On our right, the purple one matched our speed. "Hi, pretty bird!" He reached out with one hand, his fingers stretching longer than they should, trying to grab me off the back of the bike.

I pressed myself tighter against Jack, making myself as small a target as possible.

Jack fired his gun at the purple clown, but the bullet passed right through him. The clown just laughed.

The green one got close to us. He made to reach for Jack's hand, but Jack pulled his gun and fired not at the clowns but at the road directly in front of the green one's bike. The bullet sparked against the asphalt, and the clown instinctively swerved to avoid it.

It gave us a few seconds. Jack poured on the speed, the Harley's engine screaming. We pulled ahead, but I could hear the bikes behind us, still giving chase. Then they were gone.

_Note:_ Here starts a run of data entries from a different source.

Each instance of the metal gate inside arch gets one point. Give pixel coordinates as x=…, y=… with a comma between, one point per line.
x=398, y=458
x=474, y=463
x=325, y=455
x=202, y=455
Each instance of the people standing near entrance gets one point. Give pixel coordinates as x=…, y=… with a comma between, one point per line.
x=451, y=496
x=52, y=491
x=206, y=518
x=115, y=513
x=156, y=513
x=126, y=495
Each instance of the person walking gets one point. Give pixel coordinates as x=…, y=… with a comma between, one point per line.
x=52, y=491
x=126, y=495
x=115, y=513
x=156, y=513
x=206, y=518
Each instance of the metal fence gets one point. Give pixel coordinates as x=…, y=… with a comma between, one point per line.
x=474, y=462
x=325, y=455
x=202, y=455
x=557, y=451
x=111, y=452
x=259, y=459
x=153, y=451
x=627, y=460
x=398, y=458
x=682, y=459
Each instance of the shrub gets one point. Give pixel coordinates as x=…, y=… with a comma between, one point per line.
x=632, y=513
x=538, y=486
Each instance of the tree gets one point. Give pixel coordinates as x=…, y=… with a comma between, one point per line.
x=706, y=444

"They're gone," I shouted. "How much farther to the pass?"

"Where did they go? Two miles, maybe less. What the hell?"

I looked around Jack and saw the road ahead was filled with animals. Deer, dozens of them, standing in a line across both lanes. But their eyes glowed red in the Harley's headlight,and their movements were wrong—jerky and unnatural, like marionettes controlled by an amateur puppeteer.

Jack didn't slow down. "Hold tight!"

He aimed straight for a gap between two deer and gunned it. We shot through the opening, close enough that I could have reached out and touched them. They turned their heads to track us as we passed, moving in perfect synchronization.

One of them—a massive buck—broke from the line and charged after us. Jack swerved, barely avoiding its antlers.